Saku, Louise T, Anna and myself took ourselves out to the royal national park on a Monday. Breathtaking beauty…bush and sandstone, pink and white. As we descended from the cliffs Saku nearly stepped on a black snake. The snake went to bite him but stopped short. I believe our welcome protected us. The Royal National Park is also Dharawal country.

I am back now. There is a great wind blowing outside. It is night here. It is morning there. The earth is a miracle…

ps … there is a lot more detail regarding people and language groups around the Sydney area. If you go to Aboriginal People and Place you will find a beautifully put together site giving more detailed information and history about Sydney’s aboriginal heritage.

A Pirate in Lyon

Before going to Lyon I heard that the city was inhabited and founded originally by the God Lugh. A Deity from some of our oldest traditions. Lyon made us welcome, very gently.  Maison de la Danse is a fine place to work.

The city is a meeting point of two rivers.
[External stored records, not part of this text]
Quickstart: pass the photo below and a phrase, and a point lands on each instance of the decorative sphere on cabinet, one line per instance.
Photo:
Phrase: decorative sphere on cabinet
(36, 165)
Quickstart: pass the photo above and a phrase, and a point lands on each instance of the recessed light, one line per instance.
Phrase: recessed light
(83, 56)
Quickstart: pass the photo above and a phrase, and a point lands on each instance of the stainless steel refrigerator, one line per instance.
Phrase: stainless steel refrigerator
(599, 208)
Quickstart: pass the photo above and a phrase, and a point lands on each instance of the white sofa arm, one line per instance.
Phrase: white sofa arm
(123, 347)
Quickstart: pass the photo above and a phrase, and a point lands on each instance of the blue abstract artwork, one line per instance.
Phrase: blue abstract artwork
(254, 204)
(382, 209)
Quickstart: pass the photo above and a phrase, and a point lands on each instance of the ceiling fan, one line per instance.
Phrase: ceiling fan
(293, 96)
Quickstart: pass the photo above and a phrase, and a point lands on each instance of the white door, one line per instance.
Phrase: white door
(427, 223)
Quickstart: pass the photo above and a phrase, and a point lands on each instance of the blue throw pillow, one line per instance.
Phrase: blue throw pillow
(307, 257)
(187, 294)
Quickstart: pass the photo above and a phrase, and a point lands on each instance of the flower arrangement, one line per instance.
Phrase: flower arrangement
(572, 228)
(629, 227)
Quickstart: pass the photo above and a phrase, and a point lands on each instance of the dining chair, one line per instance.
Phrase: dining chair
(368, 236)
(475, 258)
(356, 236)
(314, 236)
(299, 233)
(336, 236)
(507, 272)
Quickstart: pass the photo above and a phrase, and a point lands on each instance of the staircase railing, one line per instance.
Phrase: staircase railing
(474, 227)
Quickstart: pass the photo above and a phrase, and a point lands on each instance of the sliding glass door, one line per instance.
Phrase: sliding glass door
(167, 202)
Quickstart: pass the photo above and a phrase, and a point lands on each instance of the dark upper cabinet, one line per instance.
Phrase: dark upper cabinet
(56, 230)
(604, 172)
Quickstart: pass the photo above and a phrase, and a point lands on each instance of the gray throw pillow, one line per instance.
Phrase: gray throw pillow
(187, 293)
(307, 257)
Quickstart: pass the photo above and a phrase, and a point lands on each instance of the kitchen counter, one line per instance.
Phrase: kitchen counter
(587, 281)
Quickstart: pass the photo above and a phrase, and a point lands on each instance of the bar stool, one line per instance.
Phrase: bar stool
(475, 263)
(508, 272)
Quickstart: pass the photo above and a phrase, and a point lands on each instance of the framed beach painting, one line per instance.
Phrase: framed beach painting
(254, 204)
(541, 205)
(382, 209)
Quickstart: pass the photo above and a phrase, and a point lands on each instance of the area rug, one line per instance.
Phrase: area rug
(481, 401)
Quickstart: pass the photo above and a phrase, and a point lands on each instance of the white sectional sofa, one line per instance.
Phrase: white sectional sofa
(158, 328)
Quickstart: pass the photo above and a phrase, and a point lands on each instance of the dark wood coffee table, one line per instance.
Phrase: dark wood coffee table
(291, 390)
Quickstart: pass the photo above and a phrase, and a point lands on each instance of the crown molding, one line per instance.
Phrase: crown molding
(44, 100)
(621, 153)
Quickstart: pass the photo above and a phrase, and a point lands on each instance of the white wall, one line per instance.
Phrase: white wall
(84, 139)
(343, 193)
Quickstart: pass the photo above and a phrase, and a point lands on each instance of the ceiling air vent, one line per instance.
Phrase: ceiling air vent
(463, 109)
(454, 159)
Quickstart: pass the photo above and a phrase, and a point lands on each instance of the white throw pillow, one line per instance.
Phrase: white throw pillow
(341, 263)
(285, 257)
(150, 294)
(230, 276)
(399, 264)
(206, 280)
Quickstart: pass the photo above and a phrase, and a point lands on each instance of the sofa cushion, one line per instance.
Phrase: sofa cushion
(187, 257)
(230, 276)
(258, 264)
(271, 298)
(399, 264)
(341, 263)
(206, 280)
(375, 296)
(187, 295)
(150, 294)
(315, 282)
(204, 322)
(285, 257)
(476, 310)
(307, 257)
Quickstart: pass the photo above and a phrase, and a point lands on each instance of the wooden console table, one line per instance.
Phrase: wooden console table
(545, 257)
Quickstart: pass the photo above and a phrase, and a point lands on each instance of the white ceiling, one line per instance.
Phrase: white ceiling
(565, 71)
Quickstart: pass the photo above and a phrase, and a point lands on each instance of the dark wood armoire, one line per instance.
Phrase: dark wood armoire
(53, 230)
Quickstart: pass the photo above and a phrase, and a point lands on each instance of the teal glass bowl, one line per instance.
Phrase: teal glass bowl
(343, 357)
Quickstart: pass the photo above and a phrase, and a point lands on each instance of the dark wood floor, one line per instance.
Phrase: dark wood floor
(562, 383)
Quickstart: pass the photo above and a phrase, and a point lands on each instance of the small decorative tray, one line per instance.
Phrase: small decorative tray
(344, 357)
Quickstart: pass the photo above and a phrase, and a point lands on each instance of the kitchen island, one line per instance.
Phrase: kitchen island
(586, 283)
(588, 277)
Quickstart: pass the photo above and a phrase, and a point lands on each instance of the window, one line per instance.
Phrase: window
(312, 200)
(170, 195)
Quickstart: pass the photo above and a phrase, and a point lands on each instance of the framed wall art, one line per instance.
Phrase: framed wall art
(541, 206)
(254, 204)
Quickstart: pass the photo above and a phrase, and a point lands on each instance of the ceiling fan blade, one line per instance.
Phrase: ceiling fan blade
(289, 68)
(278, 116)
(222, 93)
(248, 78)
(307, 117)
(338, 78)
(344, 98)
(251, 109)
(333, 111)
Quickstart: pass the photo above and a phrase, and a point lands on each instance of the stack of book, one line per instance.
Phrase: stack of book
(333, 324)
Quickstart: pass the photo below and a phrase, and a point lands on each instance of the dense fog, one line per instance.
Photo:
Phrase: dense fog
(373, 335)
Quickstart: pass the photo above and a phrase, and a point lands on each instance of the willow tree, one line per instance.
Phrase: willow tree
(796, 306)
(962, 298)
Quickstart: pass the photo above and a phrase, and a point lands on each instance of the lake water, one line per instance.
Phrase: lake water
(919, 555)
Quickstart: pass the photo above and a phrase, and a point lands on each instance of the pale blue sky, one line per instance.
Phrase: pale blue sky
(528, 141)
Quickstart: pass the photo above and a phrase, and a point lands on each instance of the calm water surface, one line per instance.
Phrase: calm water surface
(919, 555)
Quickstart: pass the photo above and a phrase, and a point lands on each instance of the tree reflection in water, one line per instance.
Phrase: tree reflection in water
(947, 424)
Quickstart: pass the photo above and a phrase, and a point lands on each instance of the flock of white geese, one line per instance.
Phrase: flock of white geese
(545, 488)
I crossed one of them one night. I heard a voice call ”Hey!  Irish!!”

I stopped and peered around the corner saying “yes?”

There he was. Benoit. He wore a pirate’s hat, a great coat, and scarves. He had books and songs in his head. He was a scholar. His head was shaven on both sides and his eyes shone blue above his cheekbones. We had a glass together by the river’s edge.

He reminded me of a messenger…a mythical creature who lived for life. But he is real and a reminder that life is good and is there to be embraced and made clearer by music. A brother. We bade each other strength and I returned to my room, smiling.

I like meeting strangers for no other reason than to pass the time and share dreams and songs.

Lyon made Rian welcome. I look forward to returning.